ZS-Personally, yes. I think my work has been an attempt to blur those lines between life and art making, whereas I didn’t have to separate my lifestyle from my art practice. So I could learn about both things by doing the same thing, which has been growing plants recently. I heard a lecture from Nato Thompson, who's a pretty big figure in the socially engaged art movement, and he talks a lot about lifestyle being a performance. Which I think is a really cool idea, and I would love to get closer to myself through my art practices, rather than me living my life, and then coming to the studio and doing other things.
MG - So I think your choice to avoid corporate involvement in your work, adds an additional layer of politics to the pieces. Do you think that is something you feel like the viewer needs to know, or is it more of a personal decision?

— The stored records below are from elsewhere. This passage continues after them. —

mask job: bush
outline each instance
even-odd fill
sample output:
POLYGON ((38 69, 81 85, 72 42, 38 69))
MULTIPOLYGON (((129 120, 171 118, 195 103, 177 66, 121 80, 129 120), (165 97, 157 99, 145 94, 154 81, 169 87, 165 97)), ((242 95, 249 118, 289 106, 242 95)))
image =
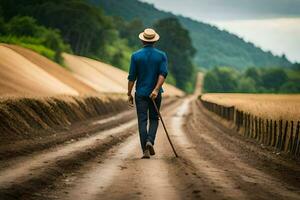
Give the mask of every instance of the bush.
POLYGON ((17 36, 1 36, 0 42, 8 43, 8 44, 15 44, 22 46, 27 49, 31 49, 50 60, 55 60, 55 51, 41 45, 41 40, 37 38, 31 37, 17 37, 17 36))
POLYGON ((39 32, 40 27, 36 24, 36 20, 32 17, 13 17, 7 24, 7 31, 14 36, 30 36, 34 37, 39 32))
POLYGON ((0 18, 0 32, 0 42, 32 49, 57 63, 63 63, 62 52, 71 51, 58 30, 40 26, 32 17, 16 16, 6 24, 0 18))

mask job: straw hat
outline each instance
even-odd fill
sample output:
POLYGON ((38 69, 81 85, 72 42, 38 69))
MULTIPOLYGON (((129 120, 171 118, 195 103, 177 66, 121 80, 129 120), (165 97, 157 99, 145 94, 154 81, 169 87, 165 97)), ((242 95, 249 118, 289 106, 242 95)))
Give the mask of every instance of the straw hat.
POLYGON ((155 30, 147 28, 144 32, 140 33, 139 38, 145 42, 156 42, 159 40, 159 35, 155 32, 155 30))

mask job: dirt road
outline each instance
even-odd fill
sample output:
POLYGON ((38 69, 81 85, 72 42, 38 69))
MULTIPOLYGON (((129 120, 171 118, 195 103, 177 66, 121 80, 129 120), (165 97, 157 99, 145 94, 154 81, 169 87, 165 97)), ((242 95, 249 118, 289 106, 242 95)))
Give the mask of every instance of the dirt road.
POLYGON ((180 158, 160 126, 157 155, 141 160, 134 111, 121 113, 85 125, 104 130, 2 162, 0 199, 300 199, 298 161, 223 127, 195 96, 163 116, 180 158))

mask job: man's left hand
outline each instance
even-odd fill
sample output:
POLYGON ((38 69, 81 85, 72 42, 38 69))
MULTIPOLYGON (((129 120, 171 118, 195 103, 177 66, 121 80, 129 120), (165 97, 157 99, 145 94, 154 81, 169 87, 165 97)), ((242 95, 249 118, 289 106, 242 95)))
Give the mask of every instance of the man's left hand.
POLYGON ((131 94, 128 95, 128 105, 133 107, 133 96, 131 94))
POLYGON ((153 91, 152 91, 152 93, 150 94, 150 98, 151 99, 156 99, 157 98, 157 95, 158 95, 158 92, 159 92, 159 90, 157 90, 157 89, 154 89, 153 91))

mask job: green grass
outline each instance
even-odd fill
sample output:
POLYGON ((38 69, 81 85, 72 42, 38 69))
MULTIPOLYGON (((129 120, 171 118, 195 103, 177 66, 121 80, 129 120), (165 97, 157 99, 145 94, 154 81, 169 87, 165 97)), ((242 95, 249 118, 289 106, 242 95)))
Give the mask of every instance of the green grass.
POLYGON ((15 44, 21 47, 31 49, 50 60, 55 61, 55 52, 41 44, 40 39, 32 37, 0 36, 0 42, 15 44))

ZS - I think that it’s a personal choice, but I also think it’s present in my work. I’ve never thought of actively communicating that to my viewers, which may be something I should consider, though I do think that is the energy of my work. Even this tomato farm is very anti corporate and anti-capitalist in its own right. Since we’re growing plants in spaces that already have a function, we aren't about space, and therefore we aren’t about money. With traditional farms you always have to rent a space, and money is always involved in inhabiting a space. From there you’re forced to be about production, so the luckiest part about all these participants growing plants in their living rooms is that it isn’t about money anymore because we don’t have that space element. So it is very anti-capitalist, and I don't think that is the most important part but i do think it’s an awesome thumbs up to the project. Though, I’ve never considered whether other people think of it that way too.